The practice of rehabilitation for total hip joint replacement took another leap into the future by predicting which patients could be released from hospital within two days of surgery.
This Hospital for Special Surgery study will no doubt strengthen arguments that certain patients do not require the intensity of an IRF to optimize functional restoration following total joint replacements.
According to the article, “Fast Track THR: One Hospital’s Experience with a 2-Day Length of Stay Protocol for Total Hip Replacement” appearing in HSS Journal, July 2, 2011, (http://www.springerlink.com/content/hm2179n56t0w708j/fulltext.pdf ) the Fast Track protocol encourages a patient’s earlier and more frequent mobility and activity of daily living. Hospital-based epidural pain relief is stopped earlier and patients are given aspirin to prevent blood clots. In addition, homecare and physical therapy is initiated immediately with discharge.

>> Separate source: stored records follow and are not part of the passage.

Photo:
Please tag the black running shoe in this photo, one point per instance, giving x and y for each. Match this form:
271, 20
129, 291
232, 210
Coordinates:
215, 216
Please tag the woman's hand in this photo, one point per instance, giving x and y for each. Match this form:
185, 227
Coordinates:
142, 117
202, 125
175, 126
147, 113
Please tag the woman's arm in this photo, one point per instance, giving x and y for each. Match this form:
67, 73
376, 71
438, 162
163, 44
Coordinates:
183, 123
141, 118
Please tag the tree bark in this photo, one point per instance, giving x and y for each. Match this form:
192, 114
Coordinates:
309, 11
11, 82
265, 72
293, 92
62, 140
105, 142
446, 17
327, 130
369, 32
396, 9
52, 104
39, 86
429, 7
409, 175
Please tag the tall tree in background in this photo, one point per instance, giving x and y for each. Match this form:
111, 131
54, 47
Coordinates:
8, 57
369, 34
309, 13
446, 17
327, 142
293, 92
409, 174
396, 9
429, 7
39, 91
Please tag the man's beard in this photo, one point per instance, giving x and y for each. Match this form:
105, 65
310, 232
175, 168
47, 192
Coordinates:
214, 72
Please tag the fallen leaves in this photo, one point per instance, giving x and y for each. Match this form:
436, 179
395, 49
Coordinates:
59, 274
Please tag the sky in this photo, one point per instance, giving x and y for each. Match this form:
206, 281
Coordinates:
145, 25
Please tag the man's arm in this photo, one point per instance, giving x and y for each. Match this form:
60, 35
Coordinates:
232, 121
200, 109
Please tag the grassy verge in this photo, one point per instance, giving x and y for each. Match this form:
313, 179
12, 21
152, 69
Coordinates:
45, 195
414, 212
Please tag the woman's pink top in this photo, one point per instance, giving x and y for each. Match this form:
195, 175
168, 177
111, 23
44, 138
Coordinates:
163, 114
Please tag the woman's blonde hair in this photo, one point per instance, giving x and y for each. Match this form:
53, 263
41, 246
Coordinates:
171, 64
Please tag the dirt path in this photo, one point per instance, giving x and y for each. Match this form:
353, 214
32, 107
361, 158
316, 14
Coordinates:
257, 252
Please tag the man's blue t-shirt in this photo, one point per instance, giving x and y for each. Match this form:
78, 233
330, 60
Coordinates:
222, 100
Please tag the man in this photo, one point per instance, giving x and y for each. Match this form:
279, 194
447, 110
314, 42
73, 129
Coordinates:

The average length of stay (LOS) of 2.6 days for the Fast Track group was a third less that compared to traditional patients who average 4.1 or more days LOS post surgery. The study’s authors also evaluated the factors which help predict successful two-day discharges. They found that people without preoperative hypertension and post-operative nausea or dizziness and controlled pain were more likely to receive a two-day discharge.
Gulotta, LV and colleagues conclude: “Since there were no differences in complication, readmission and reoperation rates for the Fast Track group, compared with the Control group in this study, we feel this proves that a two-day discharge, following an uncomplicated total hip replacement in a select group of relatively healthy patients is safe.The program is effective at reducing hospital length of stay.”
Post acute care providers in all settings recognize the trend to admit patients to rehab earlier and more acutely ill than historically admitted. This is planned and to be expected as the healthcare system attempts to assure the right care at the right time and the right cost. Clinical evidence and analysis will continue to provide answers to the pressing question of what works best in the system’s delivery.
Rehabilitation practices continue to deploy the skills and care required by patients to optimize the restoration of physical and cognitive functions. This work is challenged, not for its effectiveness and need, but the economics associated with its delivery cost. In the case of the present study, nausea and dizziness were found to be significant barriers to acute discharge and suggest that early management makes possible transfer to rehabilitation resources at lower costs. It is now up to those rehabilitation professionals to validate these perceptions with clinical evidence and outcomes to support proposed practice transformations.